Thomas n’est plus assez barge pour camper sur place deux jours plus tôt et forcer les grilles du festival, avant de détaler comme un dératé pour réserver sa place au tout devant de la scène du Zanzibar. Avant le concert d’Indo à 22h30, il fait donc le tour des lieux, tranquille. «Heureusement, les organisateurs ont mis en place des bars à eau gratuits ! Il y a des bénévoles très cools un peu partout sur le site. L’architecture des stands en bois, les illuminations, les décors rappelant parfois la piraterie, les fausses fleurs géantes et les grandes lettres végétales qui forment le «Cabaret Vert», offrent un cadre très agréable. C’est un des points forts du festival.»

Mais on n’est pas venu pour se balader. 18h40, Damian Marley entre en scène dans la moiteur étouffante pour une heure de show.

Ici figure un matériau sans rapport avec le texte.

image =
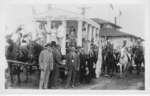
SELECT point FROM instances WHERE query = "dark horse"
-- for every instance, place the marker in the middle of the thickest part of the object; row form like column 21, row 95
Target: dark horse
column 27, row 54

Thomas n’est pas fan, mais quand même curieux. «Il a su d’entrée de jeu apporter une très bonne ambiance. C’était sympa, il y avait globalement une entente chaleureuse entre festivaliers, tous pays confondus.» Près de deux heures plus tard, la belle découverte de la soirée avec le groupe américain The Brian Joneston Massacre qui, en dépit d’interactions assez limitées avec le public, a fait montre d’une présence qui nous a bien emballé. «Une amie m’avait conseillé ce groupe. J’étais persuadé qu’ils venaient d’Angleterre car leur musique sonnait très UK. Mis à part un membre complètement défoncé sur scène, c’était chouette et ça me donne envie de me pencher sur leur discographie.»

«Je ne les avais pas revus depuis seize mois, ça me manquait!»

Et puis, le moment tant attendu. Thomas nous l’avait confié quelques heures auparavant : «Je lâche totalement prise quand j’assiste à un concert d’Indochine. J’en ai besoin, c’est un bonheur de quelques heures difficilement explicable.» Il connaît la plupart des fans présents. Certain(e)s sont des potes. Nicola Sirkis déroule avec maîtrise et fait même un extra : il sera au final resté 1h45 sur la scène du Zanzibar, un quart d’heure de plus que prévu. «Putain de concert ! Putain de public ! Putain de festival !» a lâché le chanteur au micro. «Il fait ça très souvent» glisse Thomas, qui a kiffé, comme d’hab, d’autant plus qu’il s’agissait du dernier concert d’Indo avant la sortie du nouvel album. «Même en festival, le groupe fait un effort scénique non négligeable : projections de vidéos, confettis à gogo, ballons géants… Ils ont joué une set-list très énergique, sans temps mort. Je ne les avais pas revus depuis seize mois, ça me manquait ! C’est chaque fois un moment différent, une véritable bouffée d’énergie et de bonheur. Ça se vit à fond et j’adore ça !»

Quelques minutes sont nécessaires pour reprendre son souffle, avant l’arrivée du Frenchy de M83, que Thomas voulait voir pour la première fois. Ce concert, il l’a suivi à la cool, d’un peu plus loin. «Et je regrette de ne pas l’avoir vu sur sa précédente tournée» lâche t-il sur les coups de deux heures du mat’. «J’avais peur de tomber sur un seul mec derrière ses platines comme Kavinsky, mais il y a tout un vrai groupe, avec un son nettement plus rock que sur les albums studio électro. Midnight City a soulevé la foule encore très massive malgré l’heure tardive.» Couché à quatre heures du mat’ à presque 200 km de là, il n’a pas eu le temps de s’attarder dans l’Est de la France. Retour à Paris. Samedi, c’est Rock en Seine où se produit Sigur Rós. Souvenez-vous, un de ses trois groupes préférés. «Mais je ne les ai vus «que» trois fois car ils tournent peu en France. J’étais allé à Wembley tout seul en 2013 un peu sur un coup de tête. C’est un style différent, un moment d’évasion, une ambiance aérienne, à ne manquer sous aucun prétexte !»

Vu la volonté du garçon, on ne va pas le contredire.